Madiba has not been in public this year and we have not heard his comments on our political and moral landscape for some time. But there was always a sense that he was there, a towering figure to look up to, reflect on, and measure ourselves against.
Nelson Mandela lived and breathed reconciliation. He was always bringing people together. He didn’t tell South Africans to find each other; he showed us how. He reached out to his prison guards, the prosecutor who sent him to jail and his political enemies. He reached out to the entire prejudiced, unreconciled, untransformed, white, rugby-loving hordes by his involvement in the Rugby World Cup final in 1995.
A New York Times headline today reads, ‘Mandela Taught a Continent to Forgive’. Indeed. He didn’t ask if those he was forgiving deserved it. He didn’t ask them to change first. He didn’t say, ‘When you have signed the Freedom Charter and agreed to my ten-point plan, we will talk forgiveness and reconciliation.’ He forgave. And he said, in effect, ‘We’re starting a journey that will transform our land. We want you to join us. We need your input; the future belongs to all of us together.’

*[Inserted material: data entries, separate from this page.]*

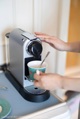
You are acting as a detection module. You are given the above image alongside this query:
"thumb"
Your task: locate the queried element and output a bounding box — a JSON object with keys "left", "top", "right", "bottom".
{"left": 36, "top": 70, "right": 43, "bottom": 75}
{"left": 34, "top": 70, "right": 43, "bottom": 81}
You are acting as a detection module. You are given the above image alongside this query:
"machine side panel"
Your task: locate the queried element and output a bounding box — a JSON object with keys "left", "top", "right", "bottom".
{"left": 9, "top": 37, "right": 24, "bottom": 86}
{"left": 9, "top": 28, "right": 25, "bottom": 45}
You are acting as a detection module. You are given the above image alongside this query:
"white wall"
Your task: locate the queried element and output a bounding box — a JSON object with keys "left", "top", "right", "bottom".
{"left": 0, "top": 0, "right": 70, "bottom": 76}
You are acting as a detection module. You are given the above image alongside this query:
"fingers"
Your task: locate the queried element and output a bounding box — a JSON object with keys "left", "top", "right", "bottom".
{"left": 35, "top": 32, "right": 56, "bottom": 47}
{"left": 34, "top": 74, "right": 41, "bottom": 81}
{"left": 35, "top": 32, "right": 51, "bottom": 39}
{"left": 34, "top": 72, "right": 43, "bottom": 81}
{"left": 42, "top": 38, "right": 55, "bottom": 45}
{"left": 35, "top": 32, "right": 57, "bottom": 41}
{"left": 34, "top": 80, "right": 41, "bottom": 88}
{"left": 37, "top": 35, "right": 51, "bottom": 39}
{"left": 35, "top": 32, "right": 47, "bottom": 35}
{"left": 34, "top": 72, "right": 44, "bottom": 88}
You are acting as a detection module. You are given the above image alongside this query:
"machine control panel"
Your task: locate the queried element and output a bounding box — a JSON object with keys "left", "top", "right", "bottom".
{"left": 22, "top": 32, "right": 37, "bottom": 40}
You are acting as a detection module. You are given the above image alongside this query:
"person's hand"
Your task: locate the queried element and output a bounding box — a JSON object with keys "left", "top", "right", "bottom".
{"left": 35, "top": 32, "right": 69, "bottom": 51}
{"left": 34, "top": 72, "right": 63, "bottom": 91}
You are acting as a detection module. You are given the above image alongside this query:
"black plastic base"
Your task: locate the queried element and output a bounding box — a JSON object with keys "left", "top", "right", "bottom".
{"left": 5, "top": 71, "right": 50, "bottom": 102}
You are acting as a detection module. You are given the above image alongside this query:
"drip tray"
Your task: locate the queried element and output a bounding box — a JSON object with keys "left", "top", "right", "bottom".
{"left": 25, "top": 85, "right": 46, "bottom": 94}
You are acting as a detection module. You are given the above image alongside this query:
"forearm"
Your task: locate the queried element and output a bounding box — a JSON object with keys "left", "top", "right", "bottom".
{"left": 66, "top": 42, "right": 80, "bottom": 52}
{"left": 61, "top": 76, "right": 80, "bottom": 92}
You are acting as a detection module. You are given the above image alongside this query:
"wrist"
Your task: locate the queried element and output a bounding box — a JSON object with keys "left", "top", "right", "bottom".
{"left": 60, "top": 42, "right": 70, "bottom": 51}
{"left": 60, "top": 75, "right": 64, "bottom": 89}
{"left": 65, "top": 42, "right": 75, "bottom": 52}
{"left": 63, "top": 42, "right": 71, "bottom": 51}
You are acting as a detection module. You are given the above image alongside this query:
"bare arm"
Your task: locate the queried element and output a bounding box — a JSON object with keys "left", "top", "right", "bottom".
{"left": 62, "top": 76, "right": 80, "bottom": 92}
{"left": 35, "top": 32, "right": 80, "bottom": 53}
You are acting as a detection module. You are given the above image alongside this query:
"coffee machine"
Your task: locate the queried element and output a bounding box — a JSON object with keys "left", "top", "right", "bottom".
{"left": 6, "top": 28, "right": 50, "bottom": 102}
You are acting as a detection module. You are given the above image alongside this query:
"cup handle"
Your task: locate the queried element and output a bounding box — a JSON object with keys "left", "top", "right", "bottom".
{"left": 36, "top": 70, "right": 40, "bottom": 75}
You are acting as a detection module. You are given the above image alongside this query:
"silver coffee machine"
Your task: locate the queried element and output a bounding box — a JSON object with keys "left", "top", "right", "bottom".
{"left": 6, "top": 28, "right": 50, "bottom": 102}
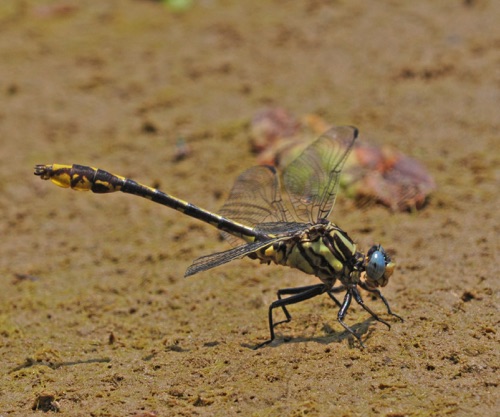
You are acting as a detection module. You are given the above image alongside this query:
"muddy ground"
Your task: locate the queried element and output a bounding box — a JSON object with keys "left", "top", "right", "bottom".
{"left": 0, "top": 1, "right": 498, "bottom": 416}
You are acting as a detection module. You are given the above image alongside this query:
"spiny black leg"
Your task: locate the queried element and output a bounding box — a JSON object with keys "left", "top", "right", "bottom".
{"left": 359, "top": 282, "right": 404, "bottom": 322}
{"left": 330, "top": 285, "right": 347, "bottom": 293}
{"left": 337, "top": 291, "right": 365, "bottom": 348}
{"left": 327, "top": 292, "right": 342, "bottom": 308}
{"left": 276, "top": 284, "right": 324, "bottom": 325}
{"left": 327, "top": 285, "right": 346, "bottom": 308}
{"left": 254, "top": 284, "right": 326, "bottom": 349}
{"left": 352, "top": 288, "right": 391, "bottom": 329}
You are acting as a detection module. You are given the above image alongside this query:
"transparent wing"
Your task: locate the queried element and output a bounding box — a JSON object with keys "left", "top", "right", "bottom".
{"left": 184, "top": 239, "right": 276, "bottom": 277}
{"left": 254, "top": 221, "right": 309, "bottom": 236}
{"left": 283, "top": 126, "right": 358, "bottom": 223}
{"left": 219, "top": 165, "right": 291, "bottom": 244}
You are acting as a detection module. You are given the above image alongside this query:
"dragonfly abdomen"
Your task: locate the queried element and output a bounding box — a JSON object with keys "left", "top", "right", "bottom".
{"left": 34, "top": 164, "right": 264, "bottom": 242}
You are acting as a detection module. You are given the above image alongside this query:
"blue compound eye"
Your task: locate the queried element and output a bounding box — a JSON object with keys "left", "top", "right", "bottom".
{"left": 367, "top": 250, "right": 386, "bottom": 281}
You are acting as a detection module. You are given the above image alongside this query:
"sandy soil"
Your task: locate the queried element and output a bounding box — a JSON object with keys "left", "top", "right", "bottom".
{"left": 0, "top": 1, "right": 498, "bottom": 416}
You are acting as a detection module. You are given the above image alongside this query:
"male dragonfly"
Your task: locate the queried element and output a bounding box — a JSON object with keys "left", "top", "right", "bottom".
{"left": 34, "top": 126, "right": 402, "bottom": 348}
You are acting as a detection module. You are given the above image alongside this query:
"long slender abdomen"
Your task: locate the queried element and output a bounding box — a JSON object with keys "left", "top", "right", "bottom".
{"left": 34, "top": 164, "right": 264, "bottom": 242}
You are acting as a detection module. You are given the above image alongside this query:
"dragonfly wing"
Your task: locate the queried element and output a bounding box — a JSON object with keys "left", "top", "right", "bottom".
{"left": 219, "top": 165, "right": 291, "bottom": 244}
{"left": 184, "top": 239, "right": 276, "bottom": 277}
{"left": 255, "top": 221, "right": 309, "bottom": 236}
{"left": 283, "top": 126, "right": 358, "bottom": 222}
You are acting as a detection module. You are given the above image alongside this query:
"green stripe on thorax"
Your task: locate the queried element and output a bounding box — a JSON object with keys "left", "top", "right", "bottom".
{"left": 253, "top": 222, "right": 357, "bottom": 285}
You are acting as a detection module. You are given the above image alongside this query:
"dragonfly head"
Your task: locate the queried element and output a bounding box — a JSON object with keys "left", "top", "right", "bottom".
{"left": 364, "top": 245, "right": 395, "bottom": 288}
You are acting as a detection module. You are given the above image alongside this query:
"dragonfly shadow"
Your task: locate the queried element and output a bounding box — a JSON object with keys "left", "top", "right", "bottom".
{"left": 9, "top": 357, "right": 111, "bottom": 373}
{"left": 242, "top": 316, "right": 380, "bottom": 350}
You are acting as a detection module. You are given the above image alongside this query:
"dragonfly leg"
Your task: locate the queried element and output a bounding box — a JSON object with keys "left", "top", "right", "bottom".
{"left": 254, "top": 284, "right": 326, "bottom": 349}
{"left": 337, "top": 291, "right": 365, "bottom": 348}
{"left": 327, "top": 284, "right": 346, "bottom": 308}
{"left": 276, "top": 284, "right": 326, "bottom": 325}
{"left": 351, "top": 288, "right": 391, "bottom": 329}
{"left": 359, "top": 282, "right": 404, "bottom": 322}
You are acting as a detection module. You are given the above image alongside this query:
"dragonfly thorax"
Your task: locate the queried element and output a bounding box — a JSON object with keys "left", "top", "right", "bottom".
{"left": 253, "top": 222, "right": 359, "bottom": 287}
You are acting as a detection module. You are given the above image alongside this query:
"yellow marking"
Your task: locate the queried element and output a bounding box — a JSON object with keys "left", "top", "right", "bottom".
{"left": 49, "top": 172, "right": 72, "bottom": 189}
{"left": 311, "top": 239, "right": 344, "bottom": 272}
{"left": 242, "top": 235, "right": 256, "bottom": 243}
{"left": 52, "top": 164, "right": 72, "bottom": 171}
{"left": 385, "top": 261, "right": 395, "bottom": 278}
{"left": 94, "top": 179, "right": 121, "bottom": 192}
{"left": 72, "top": 174, "right": 93, "bottom": 191}
{"left": 286, "top": 243, "right": 315, "bottom": 275}
{"left": 264, "top": 246, "right": 274, "bottom": 257}
{"left": 263, "top": 245, "right": 284, "bottom": 264}
{"left": 113, "top": 173, "right": 127, "bottom": 181}
{"left": 332, "top": 232, "right": 356, "bottom": 263}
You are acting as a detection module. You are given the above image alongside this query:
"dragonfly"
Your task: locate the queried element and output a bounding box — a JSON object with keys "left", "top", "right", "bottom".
{"left": 34, "top": 125, "right": 402, "bottom": 348}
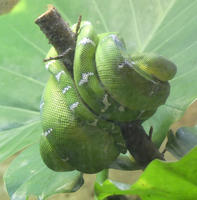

Madiba never lost his unerring ability to touch ordinary people’s lives and help us see other people differently. It is something most of us do not do very well. We are into issues, statements and calls to action, and we expect others to see things as we do. After all, we have right on our side, and we hold the moral high ground.
What Madiba understood is that being right and holding the moral high ground are not enough. You have to persuade others, you have to sell your ideas, and you have to bring others on board. Ideas do not stand on their own; they need people to believe in them, champion them and live them out.
In business we make the terrible mistake of thinking that our weekend spent visioning our future, declaring our values and preparing our magnificent mission statement is enough. On Monday morning staff are informed, the brilliantly crafted statements are on the walls and new stationery has been prepared. But knowledge and information is never enough. It takes people, people with fire in their bellies, to change a nation, a community, an organisation.
Nothing was ever achieved simply because people knew about it. Great things have happened throughout history because someone has felt passionately about something. Whether the abolition of slavery, the destruction of Hitler, the struggle against apartheid or simply the potholes in our roads, people have had their emotions stirred and they have been driven to action.
You have an idea? You have a vision for your organisation? You have a dream for your family? Share that dream; invite others to join you. Some will ignore you, even deride you, but you will begin to build a community around you who will share your passion and will support you in ways you couldn’t imagine.
Madiba we salute you. Thank you for sharing your vision, inviting us to join you and inspiring our journey.